Ketika protes melanda Belarus menyusul hasil yang diduga dipalsukan, kandidat oposisi utama Sviatlana Tsikhanouskaya membuat video yang menunjukkan dirinya sedang meninggalkan Belarus menuju Lituania. Dia dipaksa pergi sambil mengajukan pengaduan ke CEC, di mana dia ditahan selama tujuh jam.[8]
Di malam hari, protes berlanjut di semua kota besar Belarus, termasuk Brest-Litovsk, Homyel, Hrodna, Mahilyow, Vitebsk, Baranavichy, Maladzyechna, Navahrudak, Novopolotsk dan Zhodzina.[46] Di Minsk, pengunjuk rasa mengubah taktik mereka, berganti posisi dari satu bagian kota ke bagian lain, mirip dengan taktik "Be Water" yang digunakan dalam unjuk rasa Hong Kong 2019-2020.[47] Pengunjuk rasa memblokade area di sekitar Pasar Riga di pusat kota Minsk. Pasukan pemerintah menanggapi dengan melempar gas air mata kepada pengunjuk rasa dan menggunakan granat kejut.[48] Seorang pengunjuk rasa tewas akibat ledakan granat di dekat stasiun metro Pushkinskaya.[49]
Satuan polisi anti huru hara pemerintah (AMAP / OMON), pasukan internal, dan pasukan khusus elit anti-teroris "Almaz" terlibat dalam pembubaran protes di Minsk. Meriam air juga digunakan di dekat Pasar Riga, dan peluru karet digunakan di mana protes terjadi. Pasukan AMAP dilaporkan menyita beberapa ambulans atau menggunakan van yang mirip ambulans untuk menipu para pengunjuk rasa agar pasukan keamanan dapat melewati barikade.[50][51] Polisi terus menggunakan meriam air terhadap pengunjuk rasa selama unjuk rasa pendukung oposisi di Minsk pada hari Senin.

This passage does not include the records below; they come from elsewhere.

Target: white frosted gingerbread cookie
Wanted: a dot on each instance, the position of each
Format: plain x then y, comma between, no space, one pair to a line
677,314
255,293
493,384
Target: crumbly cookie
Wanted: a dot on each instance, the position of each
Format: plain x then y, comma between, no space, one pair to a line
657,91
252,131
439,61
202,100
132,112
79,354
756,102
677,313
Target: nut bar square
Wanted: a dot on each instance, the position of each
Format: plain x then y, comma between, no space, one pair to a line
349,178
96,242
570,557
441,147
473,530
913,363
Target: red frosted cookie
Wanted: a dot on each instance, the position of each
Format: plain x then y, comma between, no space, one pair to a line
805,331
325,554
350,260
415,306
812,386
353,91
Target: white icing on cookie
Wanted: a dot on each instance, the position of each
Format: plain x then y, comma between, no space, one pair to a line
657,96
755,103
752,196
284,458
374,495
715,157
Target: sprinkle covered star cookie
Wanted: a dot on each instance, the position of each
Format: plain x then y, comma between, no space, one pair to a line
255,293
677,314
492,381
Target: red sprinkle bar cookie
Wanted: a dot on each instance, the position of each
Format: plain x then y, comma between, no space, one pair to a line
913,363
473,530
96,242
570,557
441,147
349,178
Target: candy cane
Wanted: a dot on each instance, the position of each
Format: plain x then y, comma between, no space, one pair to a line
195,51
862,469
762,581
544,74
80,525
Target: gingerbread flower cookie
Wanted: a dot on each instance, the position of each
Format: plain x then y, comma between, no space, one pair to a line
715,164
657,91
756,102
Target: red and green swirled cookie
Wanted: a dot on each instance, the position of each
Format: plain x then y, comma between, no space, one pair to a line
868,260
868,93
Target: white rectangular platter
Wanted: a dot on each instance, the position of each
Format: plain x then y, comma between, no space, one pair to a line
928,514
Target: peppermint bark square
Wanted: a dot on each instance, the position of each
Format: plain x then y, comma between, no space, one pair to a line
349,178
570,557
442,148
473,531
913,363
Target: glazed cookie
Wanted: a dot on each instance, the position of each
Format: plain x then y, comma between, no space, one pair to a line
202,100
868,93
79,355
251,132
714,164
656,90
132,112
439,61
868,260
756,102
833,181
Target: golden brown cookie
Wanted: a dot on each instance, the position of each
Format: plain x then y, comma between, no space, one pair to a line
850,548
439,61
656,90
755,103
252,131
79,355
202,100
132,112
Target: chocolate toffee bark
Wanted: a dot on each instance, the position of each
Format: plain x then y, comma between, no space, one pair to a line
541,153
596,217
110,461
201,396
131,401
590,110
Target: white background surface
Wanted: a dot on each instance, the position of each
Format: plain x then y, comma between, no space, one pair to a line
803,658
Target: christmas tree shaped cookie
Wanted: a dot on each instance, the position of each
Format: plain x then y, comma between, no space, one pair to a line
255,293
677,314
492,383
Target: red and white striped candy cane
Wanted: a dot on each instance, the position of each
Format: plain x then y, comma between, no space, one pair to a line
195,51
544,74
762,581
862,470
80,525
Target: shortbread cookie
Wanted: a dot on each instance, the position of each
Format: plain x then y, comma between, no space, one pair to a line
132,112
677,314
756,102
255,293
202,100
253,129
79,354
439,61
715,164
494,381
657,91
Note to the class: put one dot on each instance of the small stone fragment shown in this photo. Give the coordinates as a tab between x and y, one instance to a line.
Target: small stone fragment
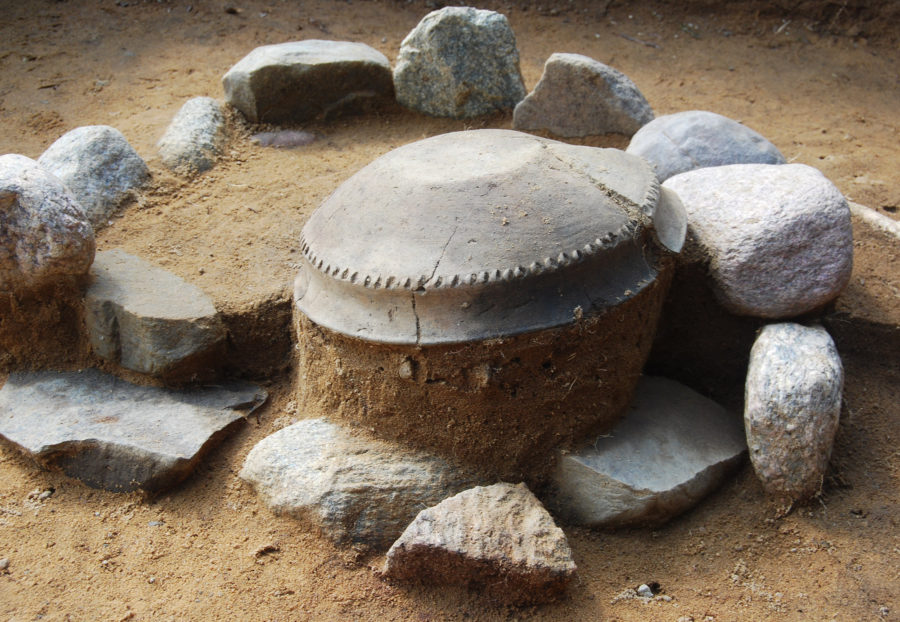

Pada 11 Agustus, protes dilanjutkan di Minsk dan kota-kota besar lainnya. Peluru karet dan granat kejut terus digunakan.[52] Kementerian Dalam Negeri mengkonfirmasi bahwa mereka menggunakan peluru tajam terhadap pengunjuk rasa di Brest; meski tidak ada kematian yang dilaporkan.[53][8]
Di Homyel, seorang pria berusia 25 tahun yang mungkin menderita penyakit jantung meninggal pada 12 Agustus. Menurut informasi awal, dia meninggal karena menunggu di mobil tahanan pasukan keamanan selama berjam-jam dalam cuaca panas. Dia tetap berada di dalam van, sementara pusat penahanan sementara kota itu penuh sesak. Dia dijatuhi hukuman 10 hari penjara tetapi tidak diberi perawatan medis yang tepat pada waktunya.[54][55][56][57] Sementara di Homyel, kerabat dan teman orang-orang yang ditangkap tidak diizinkan untuk membesuk. Total pengunjuk rasa di Homiel yang ditahan sebanyak lebih dari 500 orang. Polisi setempat tidak memberi tahu mereka apa pun tentang nasib kerabat dan temannya. Dilaporkan juga seorang polwan melecehkan wanita yang ditangkap di sana.[58]
Selama protes yang kian meluas di Hrodna, seorang anak berusia 5 tahun terluka, dan ayah mereka ditangkap setelah mobil yang mereka tumpangi ditabrak oleh pasukan pemerintah.[59]
Pada 12 Agustus, orang-orang di Minsk dan kemudian di kota-kota lain mulai berbaris di jalan-jalan untuk memprotes perlakuan keji pemerintah. Mayoritas pengunjuk rasa adalah wanita yang mengenakan pakaian putih.[60] Pemogokan umum berskala nasional terjadi. Orang-orang yang sebelumnya bertugas di pasukan keamanan khusus mengungkapkan solidaritas mereka dengan menerbitkan video di mana mereka membuang seragam ke tempat sampah dan menyerukan pihak berwenang agar berhenti bertindak represif.[61]